Shakespeare wrote for popular and aristocratic audiences both.
Like other theater companies of the era, Richard Burbage's company (of which Shakespeare was a part) depended upon patronage by members of the aristocracy; it was known at various times as "The Lord Chamberlain's Men" and "The King's Men" to reflect who its patrons were.
Shakespeare's plays were most often performed to large crowds. The Globe Theatre and Blackfriars were built to accommodate different social classes. There were also private performances of Shakespeare's plays to the court of King James. Some of Shakespeare's plays included content aimed at pleasing his patrons; for instance, the play Macbeth, in contrast to the sources Shakespeare drew from, portrayed Macbeth's claim to the throne as entirely illegitimate, and includes a scene that is largely flattery for King James and his ancestors (that is, Macbeth's second meeting with the witches, in which they show him the line of succession of Scottish kings that leads up to King James.)
Shakespeare's intellectual background is often contrasted with Christopher Marlowe, a contemporary playwright who had been a scholar at Cambridge. However, while Shakespeare was not a university scholar, he was widely read, and his plays drew on a variety of classical and contemporary literary sources.

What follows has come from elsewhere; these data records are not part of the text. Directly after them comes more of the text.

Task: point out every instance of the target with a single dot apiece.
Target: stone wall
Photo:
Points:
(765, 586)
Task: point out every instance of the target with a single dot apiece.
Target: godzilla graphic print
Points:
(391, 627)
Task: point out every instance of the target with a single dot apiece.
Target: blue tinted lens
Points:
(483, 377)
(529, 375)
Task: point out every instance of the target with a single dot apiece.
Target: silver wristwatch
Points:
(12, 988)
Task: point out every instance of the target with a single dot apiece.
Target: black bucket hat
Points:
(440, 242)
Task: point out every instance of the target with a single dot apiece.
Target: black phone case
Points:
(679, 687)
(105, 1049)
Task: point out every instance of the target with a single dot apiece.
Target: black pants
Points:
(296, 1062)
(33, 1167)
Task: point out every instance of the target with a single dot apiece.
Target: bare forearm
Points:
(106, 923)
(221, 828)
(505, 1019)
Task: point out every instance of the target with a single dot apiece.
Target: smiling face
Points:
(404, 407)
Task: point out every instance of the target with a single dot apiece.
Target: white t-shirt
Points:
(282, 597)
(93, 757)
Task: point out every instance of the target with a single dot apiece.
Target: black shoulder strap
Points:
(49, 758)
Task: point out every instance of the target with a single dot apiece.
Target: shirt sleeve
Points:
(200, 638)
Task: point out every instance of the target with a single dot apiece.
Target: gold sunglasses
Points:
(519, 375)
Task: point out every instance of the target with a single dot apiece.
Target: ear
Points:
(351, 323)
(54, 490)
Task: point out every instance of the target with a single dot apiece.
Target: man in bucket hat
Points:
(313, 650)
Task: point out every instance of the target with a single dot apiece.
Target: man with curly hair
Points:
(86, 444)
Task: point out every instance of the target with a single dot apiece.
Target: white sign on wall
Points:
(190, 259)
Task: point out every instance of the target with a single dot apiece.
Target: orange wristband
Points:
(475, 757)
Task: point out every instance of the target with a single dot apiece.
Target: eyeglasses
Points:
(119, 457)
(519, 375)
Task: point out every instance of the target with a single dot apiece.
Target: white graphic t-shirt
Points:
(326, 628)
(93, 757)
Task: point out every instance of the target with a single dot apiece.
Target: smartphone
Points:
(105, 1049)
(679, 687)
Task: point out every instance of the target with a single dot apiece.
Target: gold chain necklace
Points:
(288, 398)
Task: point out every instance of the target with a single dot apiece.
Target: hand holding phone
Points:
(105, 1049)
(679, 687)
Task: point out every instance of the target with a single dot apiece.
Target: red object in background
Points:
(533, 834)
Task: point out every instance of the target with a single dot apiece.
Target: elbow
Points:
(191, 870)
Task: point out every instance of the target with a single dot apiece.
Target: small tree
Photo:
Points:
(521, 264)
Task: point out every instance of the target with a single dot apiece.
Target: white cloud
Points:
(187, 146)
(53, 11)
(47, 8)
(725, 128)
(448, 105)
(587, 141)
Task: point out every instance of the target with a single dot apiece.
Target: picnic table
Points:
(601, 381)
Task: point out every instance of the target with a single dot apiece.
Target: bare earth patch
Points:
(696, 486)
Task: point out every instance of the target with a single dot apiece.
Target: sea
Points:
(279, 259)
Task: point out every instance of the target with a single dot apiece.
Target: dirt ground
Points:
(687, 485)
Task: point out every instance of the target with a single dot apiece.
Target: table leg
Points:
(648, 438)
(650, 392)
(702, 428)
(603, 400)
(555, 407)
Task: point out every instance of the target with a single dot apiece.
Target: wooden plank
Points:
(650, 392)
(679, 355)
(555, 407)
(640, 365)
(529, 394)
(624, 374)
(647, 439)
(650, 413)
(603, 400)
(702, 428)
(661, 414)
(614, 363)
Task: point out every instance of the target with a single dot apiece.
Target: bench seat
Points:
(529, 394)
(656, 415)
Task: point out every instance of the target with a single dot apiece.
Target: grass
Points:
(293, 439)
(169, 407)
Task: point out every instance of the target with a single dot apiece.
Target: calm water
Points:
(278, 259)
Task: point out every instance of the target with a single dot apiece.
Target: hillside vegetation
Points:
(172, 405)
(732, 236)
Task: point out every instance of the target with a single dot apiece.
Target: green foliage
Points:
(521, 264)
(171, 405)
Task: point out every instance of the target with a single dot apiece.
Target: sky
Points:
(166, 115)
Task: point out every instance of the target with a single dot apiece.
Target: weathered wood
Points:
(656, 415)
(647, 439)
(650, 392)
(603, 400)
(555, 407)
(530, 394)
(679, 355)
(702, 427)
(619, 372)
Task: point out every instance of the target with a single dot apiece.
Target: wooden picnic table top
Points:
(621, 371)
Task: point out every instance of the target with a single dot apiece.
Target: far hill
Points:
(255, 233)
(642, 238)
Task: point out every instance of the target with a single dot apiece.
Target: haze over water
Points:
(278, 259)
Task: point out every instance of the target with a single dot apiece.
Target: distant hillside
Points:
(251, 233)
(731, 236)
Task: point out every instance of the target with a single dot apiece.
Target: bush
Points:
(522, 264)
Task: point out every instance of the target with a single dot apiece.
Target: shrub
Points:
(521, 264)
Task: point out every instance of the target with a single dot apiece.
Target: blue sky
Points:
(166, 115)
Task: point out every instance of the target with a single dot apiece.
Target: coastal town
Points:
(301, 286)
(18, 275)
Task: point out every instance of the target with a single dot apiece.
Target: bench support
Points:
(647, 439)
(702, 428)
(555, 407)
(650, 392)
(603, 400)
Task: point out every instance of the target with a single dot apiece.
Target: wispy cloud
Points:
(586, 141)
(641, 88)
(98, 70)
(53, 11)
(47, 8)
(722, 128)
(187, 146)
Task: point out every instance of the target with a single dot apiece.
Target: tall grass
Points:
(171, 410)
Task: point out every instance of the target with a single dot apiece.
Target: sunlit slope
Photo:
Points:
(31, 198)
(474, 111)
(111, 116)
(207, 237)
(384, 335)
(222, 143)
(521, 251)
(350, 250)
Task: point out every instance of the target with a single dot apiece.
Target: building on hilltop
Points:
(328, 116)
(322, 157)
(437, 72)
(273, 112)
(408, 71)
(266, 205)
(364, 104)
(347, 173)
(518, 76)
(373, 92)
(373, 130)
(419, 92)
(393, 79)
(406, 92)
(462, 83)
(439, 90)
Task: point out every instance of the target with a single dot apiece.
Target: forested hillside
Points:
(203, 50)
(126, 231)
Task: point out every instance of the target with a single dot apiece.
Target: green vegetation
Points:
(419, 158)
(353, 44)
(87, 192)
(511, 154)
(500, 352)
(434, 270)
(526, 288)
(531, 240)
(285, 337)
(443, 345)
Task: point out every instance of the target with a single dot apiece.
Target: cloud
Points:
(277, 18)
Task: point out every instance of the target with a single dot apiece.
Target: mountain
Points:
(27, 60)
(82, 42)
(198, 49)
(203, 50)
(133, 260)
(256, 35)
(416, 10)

Of course, much of the content of Shakespeare's plays can be understood without classical education, and include physical comedy, sexual humor, and action scenes, that would appeal to a wide audience; and we know his plays drew large audiences.
Several of Shakespeare's plays include a play-within-a-play, most famously Hamlet and A Midsummer Night's Dream; the latter, particularly, gives a stylized glimpse of different social classes interacting through the theatre, and reacting to different aspects of the story.